By JASON ELMQUIST
DES MOINES — Jordan Oliver remembers last year’s disappointment in the title match of the Division I Wrestling Championships.
At practice, in his sleep, when he wrestles. The last-second defeat on a questionable call by the official has stuck with the Oklahoma State senior wrestler for the past 365 days.
Instead of taking aim at a third-straight national championship at this week, Oliver will look to avenge his runner-up finish from St. Louis.
“The ending last year has put a little bit of a fire under me,” Oliver said. “... I train with it every day, I see it all the time. There’s a lot of times I’m in that same position I was last year where flashbacks come back of that.
“It’s just something that’s going to be a positive in my training and help motivate me to make sure I don’t let chances come up like that where the ref gets involved in the match.”
Volunteer coach Coleman Scott, who had Oliver as a wrestling partner at the London Olympics, has seen that moment live with Oliver on a daily basis. And it’s that crushing defeat that has served as motivation for the three-time All-American.
“He doesn’t want it to happen again,” Scott said. “No matter what the call was, it was a close call, he doesn’t want to put it in the ref’s hands any more. It sucks that he had to go through that. It’s hard to realize in your mind that aren’t going to let that happen when it hasn’t happened to you before, and on that big of a stage.”
Oliver has also grown in his experience working with Scott in preparations for last summer’s Olympic Games.
Oliver, the No. 1 seed in the 149 pound weight class for the NCAA tournament, got the unique chance to wrestle and scout among the greatest wrestlers in the world, and OSU coach John Smith said it’s something that has fueled Oliver not just for this year but also for his wrestling future after college.

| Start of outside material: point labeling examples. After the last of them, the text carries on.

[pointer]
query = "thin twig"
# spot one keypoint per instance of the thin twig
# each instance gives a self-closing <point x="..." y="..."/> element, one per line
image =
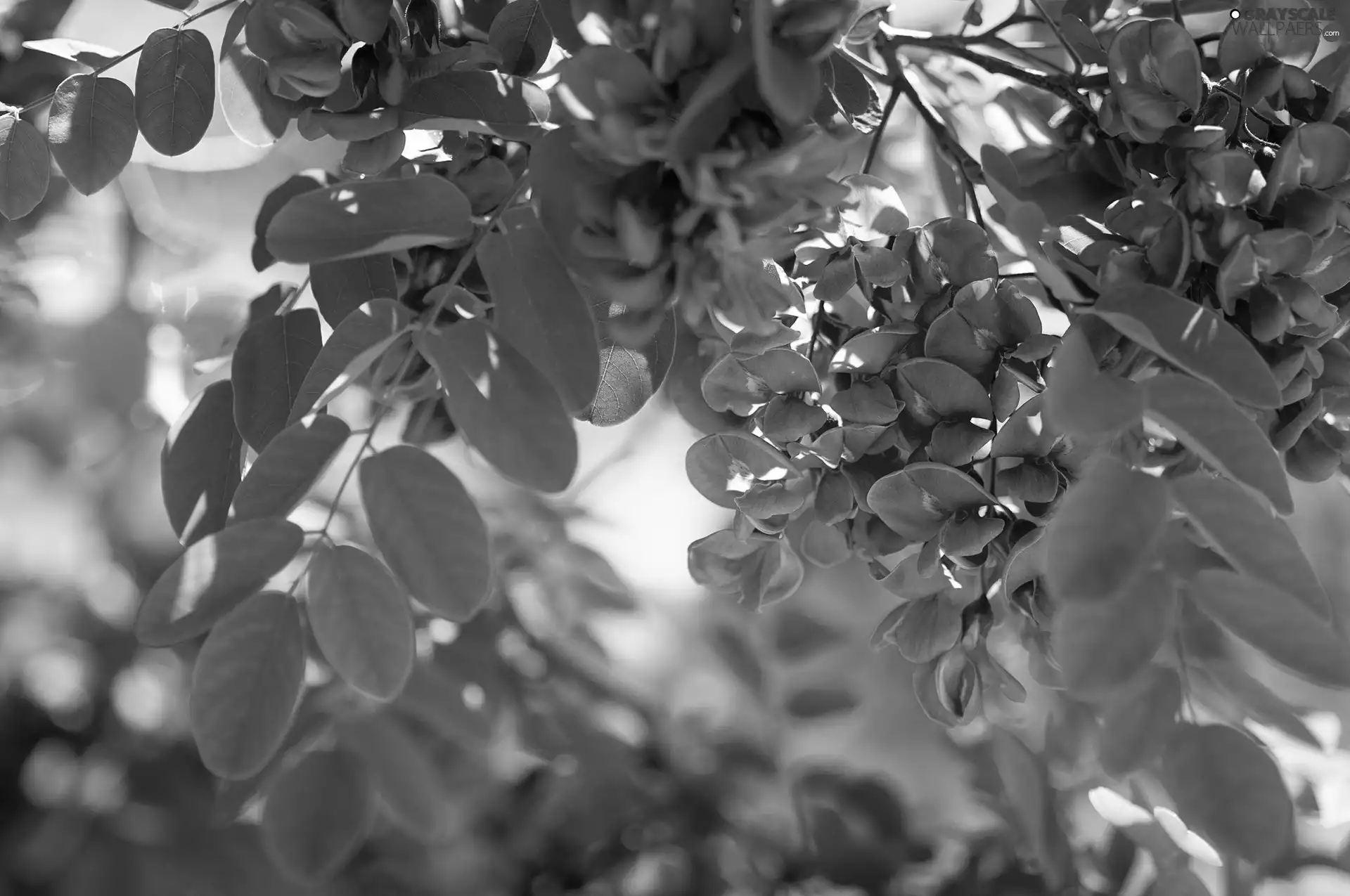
<point x="38" y="104"/>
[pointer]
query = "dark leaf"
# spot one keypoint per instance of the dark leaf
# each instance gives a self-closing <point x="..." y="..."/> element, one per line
<point x="1230" y="790"/>
<point x="1192" y="338"/>
<point x="1250" y="539"/>
<point x="246" y="684"/>
<point x="354" y="347"/>
<point x="523" y="35"/>
<point x="629" y="377"/>
<point x="1106" y="529"/>
<point x="25" y="168"/>
<point x="92" y="130"/>
<point x="369" y="218"/>
<point x="212" y="578"/>
<point x="1105" y="644"/>
<point x="1138" y="721"/>
<point x="200" y="463"/>
<point x="504" y="405"/>
<point x="538" y="306"/>
<point x="1209" y="422"/>
<point x="176" y="89"/>
<point x="288" y="469"/>
<point x="428" y="529"/>
<point x="818" y="702"/>
<point x="1275" y="624"/>
<point x="361" y="620"/>
<point x="343" y="287"/>
<point x="318" y="815"/>
<point x="270" y="363"/>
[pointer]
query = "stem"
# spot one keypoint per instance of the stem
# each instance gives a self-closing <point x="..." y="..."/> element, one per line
<point x="38" y="104"/>
<point x="431" y="315"/>
<point x="880" y="130"/>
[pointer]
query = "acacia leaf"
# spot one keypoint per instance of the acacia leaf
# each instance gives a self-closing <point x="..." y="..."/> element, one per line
<point x="539" y="309"/>
<point x="1207" y="422"/>
<point x="355" y="344"/>
<point x="212" y="578"/>
<point x="1250" y="539"/>
<point x="246" y="684"/>
<point x="1275" y="624"/>
<point x="1138" y="721"/>
<point x="1102" y="645"/>
<point x="1192" y="338"/>
<point x="200" y="463"/>
<point x="523" y="35"/>
<point x="1107" y="526"/>
<point x="343" y="287"/>
<point x="361" y="620"/>
<point x="176" y="89"/>
<point x="92" y="130"/>
<point x="369" y="218"/>
<point x="405" y="780"/>
<point x="270" y="365"/>
<point x="504" y="405"/>
<point x="25" y="168"/>
<point x="1229" y="790"/>
<point x="318" y="815"/>
<point x="288" y="469"/>
<point x="428" y="529"/>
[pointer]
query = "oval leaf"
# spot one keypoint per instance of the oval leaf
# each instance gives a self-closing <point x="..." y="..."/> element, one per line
<point x="503" y="404"/>
<point x="212" y="578"/>
<point x="1276" y="625"/>
<point x="270" y="363"/>
<point x="92" y="130"/>
<point x="318" y="815"/>
<point x="1209" y="422"/>
<point x="1136" y="725"/>
<point x="368" y="218"/>
<point x="1250" y="539"/>
<point x="1191" y="337"/>
<point x="361" y="620"/>
<point x="523" y="35"/>
<point x="1230" y="790"/>
<point x="343" y="287"/>
<point x="356" y="343"/>
<point x="176" y="89"/>
<point x="1106" y="529"/>
<point x="200" y="463"/>
<point x="428" y="529"/>
<point x="1105" y="644"/>
<point x="538" y="306"/>
<point x="404" y="777"/>
<point x="246" y="684"/>
<point x="289" y="467"/>
<point x="25" y="168"/>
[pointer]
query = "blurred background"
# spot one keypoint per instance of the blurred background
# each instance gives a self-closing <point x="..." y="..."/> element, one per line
<point x="117" y="309"/>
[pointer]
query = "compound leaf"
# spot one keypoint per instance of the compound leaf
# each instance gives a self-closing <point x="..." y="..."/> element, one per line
<point x="246" y="684"/>
<point x="200" y="463"/>
<point x="428" y="529"/>
<point x="176" y="89"/>
<point x="288" y="469"/>
<point x="1230" y="790"/>
<point x="538" y="306"/>
<point x="92" y="130"/>
<point x="212" y="578"/>
<point x="504" y="405"/>
<point x="361" y="620"/>
<point x="271" y="361"/>
<point x="318" y="815"/>
<point x="369" y="218"/>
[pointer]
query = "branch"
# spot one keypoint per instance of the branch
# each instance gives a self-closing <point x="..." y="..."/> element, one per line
<point x="38" y="104"/>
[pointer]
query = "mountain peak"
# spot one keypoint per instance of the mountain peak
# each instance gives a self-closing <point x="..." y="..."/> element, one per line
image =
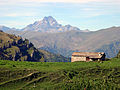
<point x="49" y="20"/>
<point x="49" y="24"/>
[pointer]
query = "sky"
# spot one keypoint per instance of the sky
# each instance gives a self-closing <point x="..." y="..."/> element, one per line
<point x="84" y="14"/>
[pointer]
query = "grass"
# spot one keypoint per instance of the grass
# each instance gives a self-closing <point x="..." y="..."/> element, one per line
<point x="15" y="75"/>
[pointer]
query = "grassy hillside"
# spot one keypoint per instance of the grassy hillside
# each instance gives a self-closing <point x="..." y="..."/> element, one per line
<point x="60" y="76"/>
<point x="15" y="48"/>
<point x="51" y="57"/>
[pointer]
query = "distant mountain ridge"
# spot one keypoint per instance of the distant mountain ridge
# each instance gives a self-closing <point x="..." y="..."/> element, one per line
<point x="49" y="24"/>
<point x="66" y="39"/>
<point x="65" y="43"/>
<point x="17" y="49"/>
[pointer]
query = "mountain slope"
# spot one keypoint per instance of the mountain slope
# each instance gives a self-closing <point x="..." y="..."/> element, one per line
<point x="48" y="24"/>
<point x="15" y="48"/>
<point x="67" y="42"/>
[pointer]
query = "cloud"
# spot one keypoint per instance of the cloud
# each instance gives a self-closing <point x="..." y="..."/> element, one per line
<point x="17" y="14"/>
<point x="64" y="1"/>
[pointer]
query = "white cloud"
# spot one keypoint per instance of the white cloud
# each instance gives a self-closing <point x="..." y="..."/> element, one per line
<point x="17" y="14"/>
<point x="65" y="1"/>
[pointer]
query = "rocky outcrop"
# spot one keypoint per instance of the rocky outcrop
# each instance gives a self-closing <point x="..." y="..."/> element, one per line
<point x="16" y="49"/>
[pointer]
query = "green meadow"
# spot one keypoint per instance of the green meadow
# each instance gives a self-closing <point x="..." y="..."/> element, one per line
<point x="15" y="75"/>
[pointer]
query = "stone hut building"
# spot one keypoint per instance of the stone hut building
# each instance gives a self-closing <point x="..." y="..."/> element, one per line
<point x="88" y="56"/>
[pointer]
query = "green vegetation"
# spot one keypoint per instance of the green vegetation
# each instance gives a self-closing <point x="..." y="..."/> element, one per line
<point x="15" y="75"/>
<point x="16" y="49"/>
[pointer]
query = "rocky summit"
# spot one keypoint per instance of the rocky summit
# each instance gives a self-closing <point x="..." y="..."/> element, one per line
<point x="48" y="24"/>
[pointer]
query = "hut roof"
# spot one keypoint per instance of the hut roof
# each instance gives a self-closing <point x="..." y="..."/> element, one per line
<point x="89" y="54"/>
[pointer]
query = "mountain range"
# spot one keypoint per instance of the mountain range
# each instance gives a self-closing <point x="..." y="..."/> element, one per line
<point x="66" y="39"/>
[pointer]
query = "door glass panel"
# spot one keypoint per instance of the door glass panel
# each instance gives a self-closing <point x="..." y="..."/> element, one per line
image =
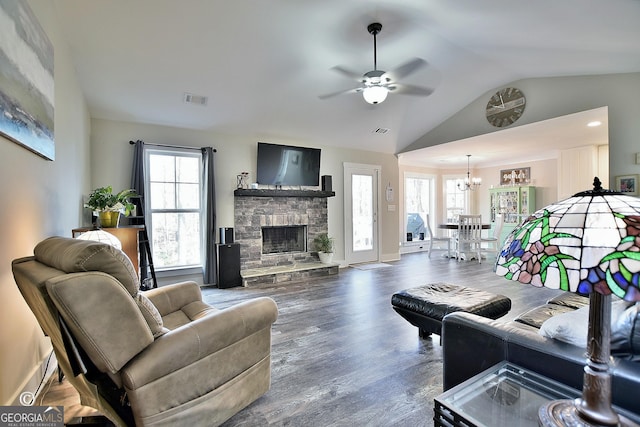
<point x="362" y="193"/>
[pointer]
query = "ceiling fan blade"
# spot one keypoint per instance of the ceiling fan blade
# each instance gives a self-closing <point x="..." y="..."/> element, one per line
<point x="342" y="92"/>
<point x="405" y="69"/>
<point x="404" y="89"/>
<point x="348" y="73"/>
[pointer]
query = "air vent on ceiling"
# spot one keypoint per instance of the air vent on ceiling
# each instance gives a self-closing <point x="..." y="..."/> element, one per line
<point x="190" y="98"/>
<point x="381" y="130"/>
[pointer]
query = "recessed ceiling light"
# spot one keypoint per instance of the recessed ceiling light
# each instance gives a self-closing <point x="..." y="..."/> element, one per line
<point x="381" y="130"/>
<point x="190" y="98"/>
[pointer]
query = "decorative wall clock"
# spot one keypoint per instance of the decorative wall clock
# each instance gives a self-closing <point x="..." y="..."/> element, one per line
<point x="505" y="107"/>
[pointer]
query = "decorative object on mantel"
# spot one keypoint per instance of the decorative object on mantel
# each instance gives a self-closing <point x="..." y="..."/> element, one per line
<point x="270" y="192"/>
<point x="469" y="183"/>
<point x="242" y="180"/>
<point x="324" y="245"/>
<point x="588" y="244"/>
<point x="518" y="176"/>
<point x="109" y="206"/>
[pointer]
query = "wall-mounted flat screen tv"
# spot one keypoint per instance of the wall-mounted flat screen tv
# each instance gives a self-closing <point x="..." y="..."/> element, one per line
<point x="288" y="165"/>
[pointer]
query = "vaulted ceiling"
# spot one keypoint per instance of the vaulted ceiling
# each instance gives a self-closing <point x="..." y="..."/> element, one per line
<point x="263" y="64"/>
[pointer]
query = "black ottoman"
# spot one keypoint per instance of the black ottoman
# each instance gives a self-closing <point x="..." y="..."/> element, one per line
<point x="425" y="306"/>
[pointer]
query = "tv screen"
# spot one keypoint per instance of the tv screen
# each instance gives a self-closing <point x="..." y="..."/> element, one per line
<point x="287" y="165"/>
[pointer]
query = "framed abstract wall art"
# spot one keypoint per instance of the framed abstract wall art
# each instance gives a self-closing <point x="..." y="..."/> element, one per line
<point x="627" y="184"/>
<point x="26" y="80"/>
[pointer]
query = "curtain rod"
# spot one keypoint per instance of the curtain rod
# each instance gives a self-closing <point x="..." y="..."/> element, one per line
<point x="172" y="146"/>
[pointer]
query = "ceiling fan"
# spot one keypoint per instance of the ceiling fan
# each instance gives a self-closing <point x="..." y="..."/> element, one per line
<point x="377" y="84"/>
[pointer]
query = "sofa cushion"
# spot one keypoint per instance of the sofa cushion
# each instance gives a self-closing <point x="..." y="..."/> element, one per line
<point x="570" y="299"/>
<point x="538" y="315"/>
<point x="572" y="326"/>
<point x="75" y="256"/>
<point x="151" y="315"/>
<point x="625" y="334"/>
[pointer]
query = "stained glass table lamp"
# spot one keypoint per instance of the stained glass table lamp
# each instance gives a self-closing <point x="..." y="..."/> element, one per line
<point x="589" y="244"/>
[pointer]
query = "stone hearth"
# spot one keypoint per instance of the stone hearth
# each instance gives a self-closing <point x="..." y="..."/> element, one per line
<point x="259" y="209"/>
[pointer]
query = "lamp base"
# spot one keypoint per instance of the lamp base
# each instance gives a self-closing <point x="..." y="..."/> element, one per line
<point x="564" y="413"/>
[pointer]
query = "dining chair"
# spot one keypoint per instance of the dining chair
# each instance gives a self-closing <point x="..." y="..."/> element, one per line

“Any time you get a chance to see the best wrestlers in the world, and get to train around them, you grow pretty quickly,” Smith said. “Not everybody has done that. There’s been several guys go over and have that opportunity and come back and never produce. But with him, it’s just little closer reality that he’s not that far away from being one of the best wrestlers in the world.”
The Cowboys will rely on Oliver to help propel the Pokes to the program’s 35th national title — and first since 2006.
OSU will have a full 10-man roster at the tournament, eight of which are seeded in their respective weight classes. Action began Thursday morning with first-round action, and will run through Saturday night. Saturday night’s finals will be televised on ESPN at 7 p.m.